Having to choose between a flagship of Quebec’s aerospace industry and an American giant, Justin Trudeau’s government preferred to order new maritime surveillance planes from Boeing rather than Bombardier. Preferred, since this contract of more than ten billion dollars was awarded by mutual agreement, without any valid reason other than wanting to please Defense and the Royal Air Force. And this, coming from a government which once denounced precisely this same behavior. The liberals are today at the height of incoherence.
In the name of “national security”, the federal government plans to purchase up to 16 Poseidon P-8A aircraft from Boeing, to replace its old CP-140 Aurora from the early 1980s. The nature of the threat has since greatly evolved , maritime surveillance devices must be able to detect it even in the seabed and then counter it, the Liberal ministers tried hard to explain last Thursday. The context and the aggressiveness of Russia therefore dictated the purchase of a device available quickly, already tested and piloted. And not to open the door to a “concept” in development, they repeated.
It is true that converting Bombardier’s business jet, the Global 6500, into a military aircraft armed with sensors and torpedo launchers is no small operation. Its outcome is uncertain. And the adventure would take a few years, while the Aurora devices will reach their end of life at the start of the next decade.
It is also true that the interoperability of the Canadian fleet with that of its allies, in order to coordinate, should not be neglected. The P-8A is used by member countries of Canada’s strategic alliances (NORAD, Five Eyes, and three NATO partners).
But what is above all true is that the Air Force itself had internally targeted the Boeing aircraft as being the only one suitable for its operational needs, according to the minister’s admission. of Defense, Bill Blair.
The latter can perhaps be forgiven for his burst of candor. He was not elected when his colleagues played in precisely the same film, ten years ago.
These same federal Liberals – of whom Justin Trudeau was a member – were outraged to see Stephen Harper select, at the request of Defense, observed the Auditor General, the F-35 from Lockheed Martin to replace the fleet of fighter planes Canadians. A decision worthy of a “military dictatorship”, they denounced. In the absence of a call for tenders, the Conservative government was asking Parliament for “a blank check,” lamented opposition MP Dominic LeBlanc, now Minister of Public Security.
Now his government is taking on an identical scenario. And too bad for probity and good public governance, as well as for Bombardier, which is banking on the military market to diversify its activities.
For all the reasons cited above, the Quebec company would probably not have been selected, following a competition open to more than one bidder. But by going to the trouble of holding a call for tenders, or at least offering advance notice of contract award, Ottawa would have allowed Bombardier to defend its proposal for a new generation aircraft, which would be eyed by three or four countries, depending on the company.

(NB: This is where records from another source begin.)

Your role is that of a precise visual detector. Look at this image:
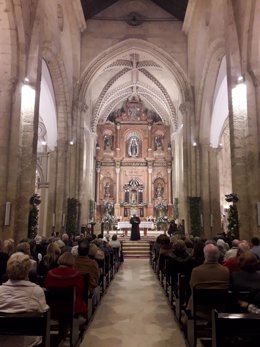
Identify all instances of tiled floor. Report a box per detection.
[80,259,185,347]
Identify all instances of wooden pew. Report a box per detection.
[186,284,234,347]
[45,287,80,347]
[0,310,50,347]
[113,247,120,273]
[212,310,260,347]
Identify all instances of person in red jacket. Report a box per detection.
[45,252,87,317]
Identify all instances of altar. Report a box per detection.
[117,221,155,236]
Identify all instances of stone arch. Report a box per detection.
[197,39,225,144]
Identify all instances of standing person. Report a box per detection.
[130,214,141,241]
[168,219,178,237]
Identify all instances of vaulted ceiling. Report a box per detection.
[81,0,189,21]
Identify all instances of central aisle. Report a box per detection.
[80,259,185,347]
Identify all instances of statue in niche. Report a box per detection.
[128,137,139,157]
[155,183,163,198]
[104,182,110,198]
[104,135,112,150]
[154,135,162,150]
[131,190,137,204]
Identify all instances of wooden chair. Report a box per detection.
[212,310,260,347]
[0,309,50,347]
[45,287,80,347]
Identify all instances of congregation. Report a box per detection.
[0,233,121,347]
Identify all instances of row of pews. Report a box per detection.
[150,242,260,347]
[0,248,122,347]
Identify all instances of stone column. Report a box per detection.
[116,124,121,157]
[96,166,100,205]
[207,148,221,237]
[0,80,15,239]
[167,167,172,205]
[179,102,195,233]
[147,162,153,216]
[147,124,152,158]
[225,0,253,239]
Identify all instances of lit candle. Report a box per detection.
[210,213,213,228]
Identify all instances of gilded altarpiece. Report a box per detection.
[96,100,172,220]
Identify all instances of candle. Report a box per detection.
[200,213,204,228]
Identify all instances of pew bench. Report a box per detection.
[212,310,260,347]
[45,287,81,347]
[185,284,234,347]
[0,309,50,347]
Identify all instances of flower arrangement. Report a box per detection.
[225,193,239,239]
[156,216,169,231]
[28,193,41,239]
[102,214,116,231]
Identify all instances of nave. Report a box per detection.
[80,259,185,347]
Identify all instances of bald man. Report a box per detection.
[190,244,229,288]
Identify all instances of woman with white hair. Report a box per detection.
[0,252,48,347]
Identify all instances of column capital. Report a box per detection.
[179,101,192,116]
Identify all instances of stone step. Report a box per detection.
[122,241,150,258]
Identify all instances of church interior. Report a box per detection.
[0,0,260,241]
[0,0,260,347]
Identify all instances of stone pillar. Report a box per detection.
[115,161,121,217]
[147,124,152,158]
[0,80,15,239]
[207,148,221,236]
[96,166,100,205]
[225,0,254,239]
[147,162,153,216]
[179,102,195,233]
[52,140,68,237]
[116,124,121,157]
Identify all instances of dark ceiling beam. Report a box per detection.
[152,0,189,21]
[81,0,118,20]
[81,0,189,21]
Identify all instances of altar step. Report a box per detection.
[123,241,150,258]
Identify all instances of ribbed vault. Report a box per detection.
[80,40,190,132]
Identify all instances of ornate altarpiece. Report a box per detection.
[96,100,172,220]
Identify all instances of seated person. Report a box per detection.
[108,234,121,254]
[37,242,61,279]
[0,252,48,347]
[187,243,230,319]
[223,242,249,272]
[75,240,100,300]
[231,251,260,291]
[190,243,229,288]
[45,252,87,317]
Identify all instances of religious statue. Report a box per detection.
[128,137,139,157]
[155,183,163,198]
[104,135,112,149]
[104,182,110,198]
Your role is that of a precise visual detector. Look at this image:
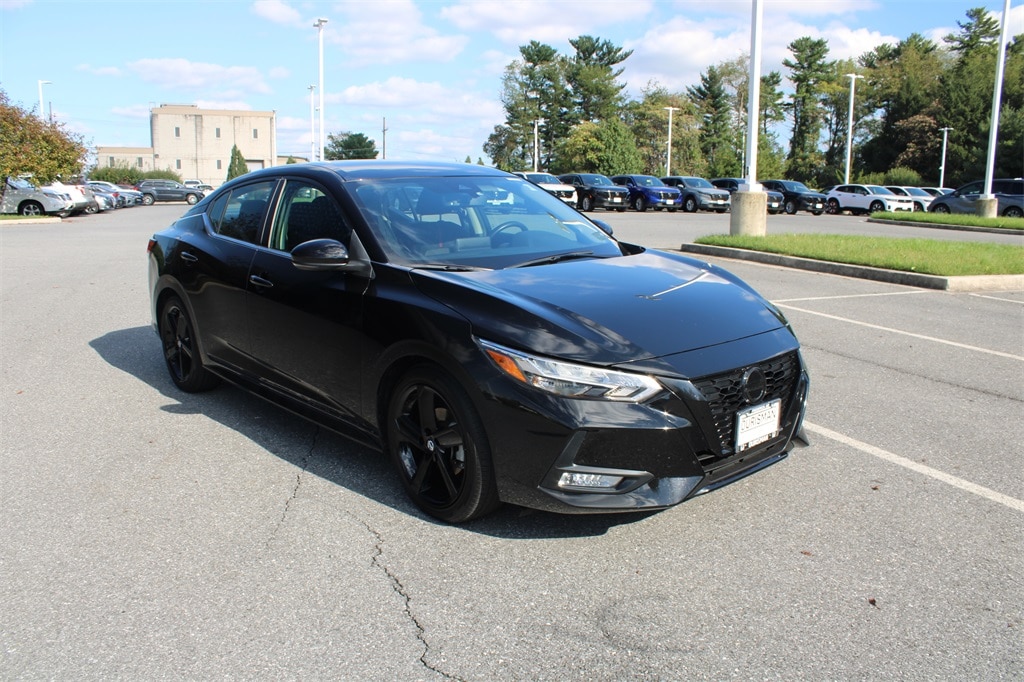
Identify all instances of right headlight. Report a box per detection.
[477,339,663,402]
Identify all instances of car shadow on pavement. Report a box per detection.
[89,327,656,540]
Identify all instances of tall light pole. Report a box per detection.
[39,81,53,120]
[662,106,679,175]
[843,74,863,184]
[313,17,327,161]
[939,128,952,187]
[309,85,316,161]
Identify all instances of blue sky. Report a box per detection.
[0,0,1024,162]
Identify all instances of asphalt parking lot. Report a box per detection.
[0,204,1024,681]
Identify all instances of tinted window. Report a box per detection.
[270,179,351,251]
[209,180,275,244]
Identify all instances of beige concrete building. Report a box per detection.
[96,104,283,187]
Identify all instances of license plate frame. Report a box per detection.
[734,398,782,453]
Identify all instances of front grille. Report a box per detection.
[693,351,800,458]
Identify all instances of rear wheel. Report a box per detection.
[387,366,499,523]
[158,296,220,393]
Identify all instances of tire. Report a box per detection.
[158,296,220,393]
[386,366,499,523]
[17,202,45,215]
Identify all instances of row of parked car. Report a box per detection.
[0,176,213,217]
[516,171,1024,217]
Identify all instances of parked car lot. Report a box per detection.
[0,204,1024,680]
[928,178,1024,218]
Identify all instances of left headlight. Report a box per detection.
[477,339,663,402]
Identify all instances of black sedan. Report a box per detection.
[148,161,808,522]
[761,180,828,215]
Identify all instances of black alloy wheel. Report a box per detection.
[387,366,499,523]
[18,202,43,215]
[158,296,220,393]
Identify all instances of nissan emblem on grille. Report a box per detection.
[743,367,768,403]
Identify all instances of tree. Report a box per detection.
[225,144,249,181]
[324,132,379,161]
[782,36,830,180]
[0,90,86,184]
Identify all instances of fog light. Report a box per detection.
[558,471,623,488]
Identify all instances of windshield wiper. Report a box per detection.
[512,251,594,267]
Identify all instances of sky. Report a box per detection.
[0,0,1024,163]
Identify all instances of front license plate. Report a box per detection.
[735,399,782,453]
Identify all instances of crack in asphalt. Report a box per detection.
[264,426,321,549]
[359,519,461,682]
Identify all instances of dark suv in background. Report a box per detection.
[135,180,205,206]
[928,177,1024,218]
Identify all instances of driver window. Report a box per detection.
[270,180,352,251]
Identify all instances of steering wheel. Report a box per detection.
[490,220,529,246]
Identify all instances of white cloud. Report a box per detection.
[128,58,271,94]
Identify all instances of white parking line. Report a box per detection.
[772,289,937,305]
[804,422,1024,512]
[776,303,1024,363]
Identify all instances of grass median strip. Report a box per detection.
[695,235,1024,276]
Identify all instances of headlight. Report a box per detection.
[477,339,663,402]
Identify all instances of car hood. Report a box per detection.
[413,251,785,365]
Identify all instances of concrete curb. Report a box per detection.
[0,216,60,227]
[864,218,1024,238]
[679,244,1024,292]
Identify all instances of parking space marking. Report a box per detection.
[971,294,1024,305]
[804,421,1024,512]
[772,289,935,304]
[775,303,1024,363]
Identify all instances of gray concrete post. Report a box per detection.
[729,189,768,237]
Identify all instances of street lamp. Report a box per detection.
[939,128,952,187]
[313,18,327,161]
[843,74,863,184]
[309,85,316,161]
[662,106,679,175]
[38,81,53,119]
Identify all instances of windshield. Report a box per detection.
[349,176,623,269]
[580,173,614,187]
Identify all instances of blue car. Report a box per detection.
[611,175,683,212]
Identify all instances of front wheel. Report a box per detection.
[18,202,43,215]
[387,366,499,523]
[158,296,220,393]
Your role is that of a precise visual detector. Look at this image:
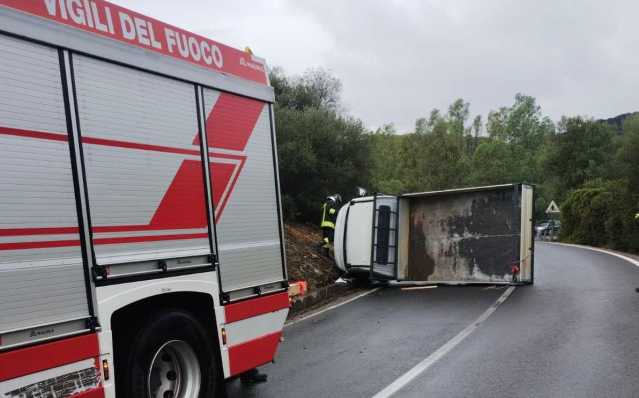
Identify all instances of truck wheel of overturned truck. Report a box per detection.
[116,310,221,398]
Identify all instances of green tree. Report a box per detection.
[544,117,615,201]
[270,68,370,222]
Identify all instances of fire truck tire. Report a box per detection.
[116,310,222,398]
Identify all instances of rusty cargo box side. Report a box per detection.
[404,184,522,283]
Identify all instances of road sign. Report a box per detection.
[546,200,561,214]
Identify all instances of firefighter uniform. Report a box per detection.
[320,194,342,254]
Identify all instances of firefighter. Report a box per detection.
[320,194,342,256]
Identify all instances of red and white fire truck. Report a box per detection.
[0,0,289,398]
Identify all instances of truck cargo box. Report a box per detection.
[335,184,534,284]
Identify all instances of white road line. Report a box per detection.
[401,285,437,291]
[544,242,639,267]
[373,286,515,398]
[284,287,381,328]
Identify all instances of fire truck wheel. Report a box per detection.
[117,310,221,398]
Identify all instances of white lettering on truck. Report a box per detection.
[164,28,224,68]
[44,0,115,34]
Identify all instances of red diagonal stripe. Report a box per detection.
[0,126,69,141]
[193,93,264,151]
[224,292,289,323]
[0,334,100,381]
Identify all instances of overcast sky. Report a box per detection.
[112,0,639,131]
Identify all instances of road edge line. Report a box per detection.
[284,287,381,328]
[373,286,515,398]
[544,242,639,267]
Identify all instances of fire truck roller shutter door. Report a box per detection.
[204,89,284,292]
[74,55,210,264]
[0,35,89,338]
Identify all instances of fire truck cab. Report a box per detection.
[0,0,289,398]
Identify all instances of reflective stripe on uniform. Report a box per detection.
[320,221,335,229]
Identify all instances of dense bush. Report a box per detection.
[560,180,639,251]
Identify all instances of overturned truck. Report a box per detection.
[335,184,534,284]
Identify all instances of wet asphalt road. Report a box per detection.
[227,244,639,397]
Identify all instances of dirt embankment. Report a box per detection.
[285,224,339,291]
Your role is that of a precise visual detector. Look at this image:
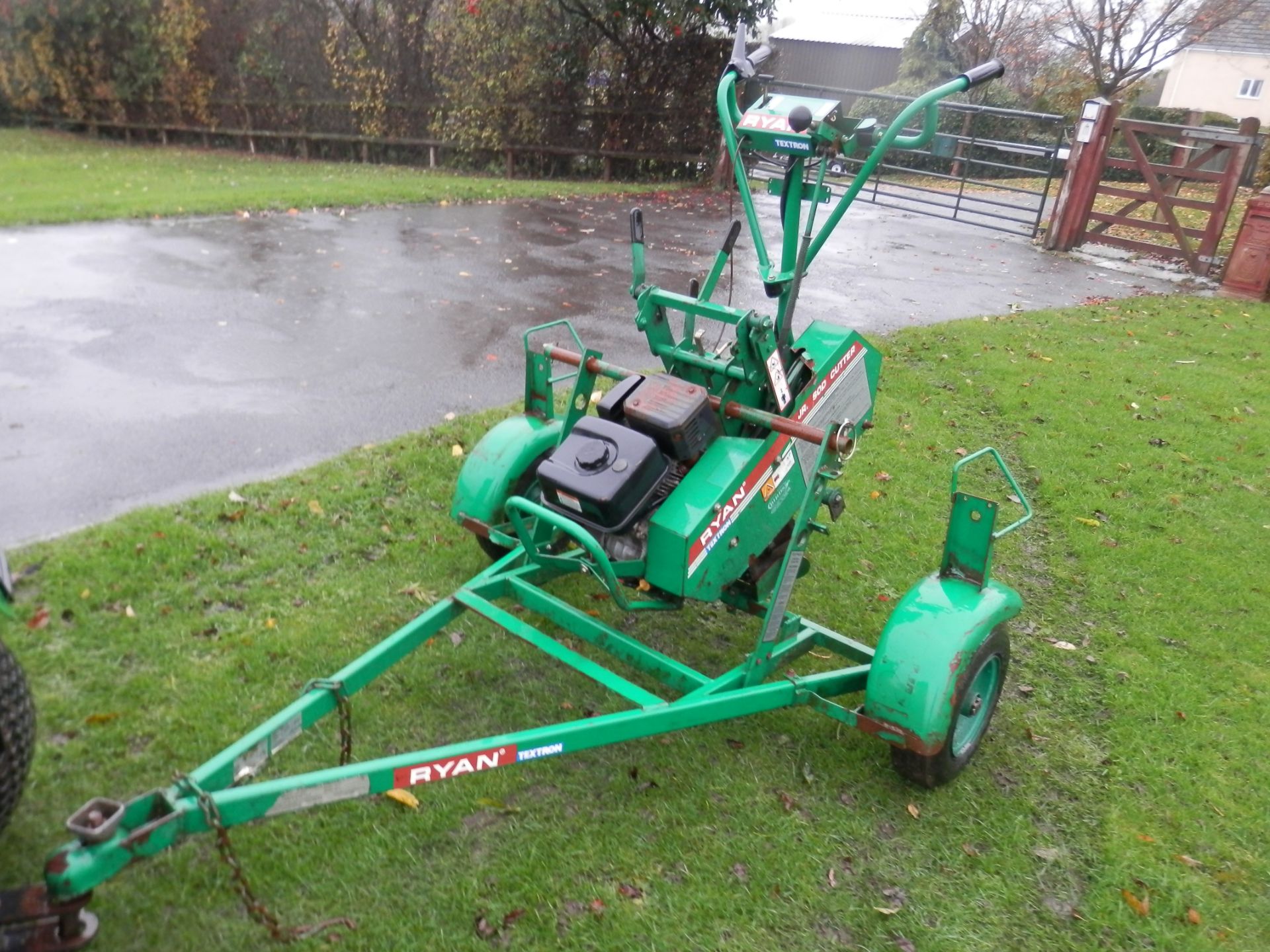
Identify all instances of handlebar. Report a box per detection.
[958,60,1006,89]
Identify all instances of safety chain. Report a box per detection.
[177,773,357,944]
[300,678,353,767]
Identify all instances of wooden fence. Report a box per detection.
[14,100,718,182]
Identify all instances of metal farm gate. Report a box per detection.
[754,77,1067,239]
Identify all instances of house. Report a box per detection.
[769,13,918,91]
[1160,0,1270,126]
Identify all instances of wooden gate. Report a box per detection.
[1045,110,1260,274]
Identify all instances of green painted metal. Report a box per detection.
[22,46,1031,934]
[450,414,562,526]
[864,573,1023,753]
[952,655,1006,756]
[940,447,1033,586]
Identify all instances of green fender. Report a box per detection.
[861,573,1024,756]
[450,414,560,526]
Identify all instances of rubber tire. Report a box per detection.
[890,622,1009,789]
[476,450,552,563]
[0,641,36,830]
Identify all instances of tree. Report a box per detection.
[898,0,1054,102]
[1049,0,1253,99]
[899,0,964,93]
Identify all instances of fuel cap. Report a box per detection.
[574,439,610,472]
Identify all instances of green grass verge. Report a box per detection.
[0,130,670,226]
[0,297,1270,952]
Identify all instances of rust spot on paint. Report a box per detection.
[856,711,945,756]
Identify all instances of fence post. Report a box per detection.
[1045,97,1120,251]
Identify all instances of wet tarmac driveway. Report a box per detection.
[0,194,1168,546]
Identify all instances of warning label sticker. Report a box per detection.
[767,350,794,413]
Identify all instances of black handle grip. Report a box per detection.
[961,60,1006,89]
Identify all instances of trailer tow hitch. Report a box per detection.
[0,883,97,952]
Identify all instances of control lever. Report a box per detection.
[631,208,645,298]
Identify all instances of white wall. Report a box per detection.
[1160,48,1270,126]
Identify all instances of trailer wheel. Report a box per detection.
[476,451,551,563]
[890,623,1009,788]
[0,643,36,830]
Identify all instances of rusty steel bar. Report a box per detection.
[542,344,855,453]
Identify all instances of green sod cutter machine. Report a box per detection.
[0,37,1031,949]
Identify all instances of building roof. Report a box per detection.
[1193,0,1270,56]
[771,14,919,50]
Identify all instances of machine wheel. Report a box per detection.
[890,623,1009,787]
[476,451,551,563]
[0,643,36,830]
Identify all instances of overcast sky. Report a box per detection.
[776,0,929,18]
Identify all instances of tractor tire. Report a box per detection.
[890,623,1009,788]
[0,643,36,830]
[476,451,551,563]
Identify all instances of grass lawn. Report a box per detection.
[0,130,670,226]
[0,294,1270,952]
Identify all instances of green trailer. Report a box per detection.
[0,38,1031,951]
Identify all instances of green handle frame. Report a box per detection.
[949,447,1033,542]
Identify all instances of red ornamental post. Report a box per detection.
[1219,188,1270,301]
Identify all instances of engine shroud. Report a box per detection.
[538,416,671,533]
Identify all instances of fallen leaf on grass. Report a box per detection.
[1120,890,1151,915]
[384,789,419,810]
[475,915,498,939]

However, if its own government turns its back on its plane, Bombardier will now have a harder time convincing these foreign leaders to buy it. So many missed opportunities for this chapter in the future of the aeronautics industry, which could not only have been partly supplied in Quebec (as will also be the Boeing aircraft), but also, in the case of Bombardier, designed and developed in Quebec.
It is also François Legault and Doug Ford that the Trudeau government has just ignored. Just as the unanimous will of the National Assembly and that of a federal parliamentary committee which, like the prime ministers of Quebec and Ontario, demanded that Ottawa grant the Quebec and Canadian giant the fairness of seek this lucrative contract.
Ottawa instead rolled out the red carpet for Boeing which, barely six years ago, launched a trade war against Bombardier and the Canadian government, which the American giant accused of unfairly subsidizing the CSeries. The American rival is thus rewarded, while the Quebec flagship is sidelined.
The Harper government’s naval strategy had also excluded the Quebec bidder from Davie. Proof that Ottawa — with or without a call for tenders, under a liberal or conservative reign — too often has the reflex to shun Quebec.
It took more than a decade for the federal government to finally correct the situation and open the coffers of its billions of dollars in contracts at the Lévis shipyard. Too little hope for Bombardier to see in turn, one day, such a hand also extended towards it.